While I do love Rotterdam, Stockholm, London, they are building something new rather than recovering something old that also is a part of our historical background that needs preservation.

 GV: 
Yesterday we were talking about the green economy, today it is the circular economy, yesterday we were discussing the concept of sustainability and today we talk about resilience. What's next? Which other important concepts should we take into account when we think about the future of our cities?

 PP: 
When we think about new concepts for the future of our cities, we don’t have to define that future immediately. Instead we can use a holistic approach to the city. If you look at the evolution of the green economy, at first, the green economy was defined as a linear model for the growth of the economy and the need to find a balance in the use of natural resources. Then we widened our understanding, we expanded the green to blue, including water and waste and started thinking of its structure as a circle of resources, practices and behaviours. Out of this came the concept of the circular economy.

The circular economy is also a way in which we can reduce the production of waste and have business rethink its production processes because nowadays service has become a product. Larger companies look to develop their product not with an end-life anymore but as a product that can be continuously updated with new technology or with new software, or new capabilities. The hope is, in the future, we will transform our products in ways that can be updated and re-used without needing to be destroyed.

When we think about new concepts for the future of our cities, we don’t have to define that future immediately.

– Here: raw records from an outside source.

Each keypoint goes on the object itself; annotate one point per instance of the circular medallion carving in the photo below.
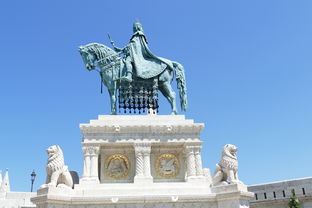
(117, 166)
(167, 166)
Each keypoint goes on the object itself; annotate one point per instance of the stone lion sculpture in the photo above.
(226, 169)
(57, 171)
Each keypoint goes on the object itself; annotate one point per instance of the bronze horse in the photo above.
(111, 64)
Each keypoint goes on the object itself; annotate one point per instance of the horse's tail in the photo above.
(180, 77)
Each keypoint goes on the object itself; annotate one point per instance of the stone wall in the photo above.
(277, 194)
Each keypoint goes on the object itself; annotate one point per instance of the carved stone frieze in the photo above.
(167, 166)
(117, 166)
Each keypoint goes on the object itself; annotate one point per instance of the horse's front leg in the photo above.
(169, 93)
(113, 97)
(112, 94)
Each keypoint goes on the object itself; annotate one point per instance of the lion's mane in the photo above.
(55, 160)
(229, 159)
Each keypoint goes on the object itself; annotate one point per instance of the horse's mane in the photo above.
(100, 50)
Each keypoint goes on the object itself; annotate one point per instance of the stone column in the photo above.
(86, 162)
(194, 162)
(139, 164)
(143, 162)
(147, 161)
(198, 161)
(94, 162)
(190, 161)
(90, 164)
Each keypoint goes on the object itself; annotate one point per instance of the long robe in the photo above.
(146, 64)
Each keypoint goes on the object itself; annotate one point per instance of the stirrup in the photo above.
(126, 79)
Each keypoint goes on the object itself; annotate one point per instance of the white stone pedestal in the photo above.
(143, 161)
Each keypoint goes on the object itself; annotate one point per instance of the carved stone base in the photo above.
(89, 181)
(142, 179)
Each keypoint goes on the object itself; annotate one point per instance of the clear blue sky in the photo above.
(248, 66)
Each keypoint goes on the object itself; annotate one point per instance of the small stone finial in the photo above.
(57, 169)
(226, 170)
(5, 186)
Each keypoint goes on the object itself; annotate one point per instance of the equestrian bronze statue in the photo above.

This is also a hope for the energy market. Until recently there were only the consumers but now we have prosumers, so even energy utilities are moving on from selling energy to providing services, which help us manage our energy consumption. The consumer pyramid is inverted with the product at the bottom and the outcome at the top. So we might see the future city as the outcome city, but we have to make the city a resilient one, focused on outcomes for our communities in order to be successful.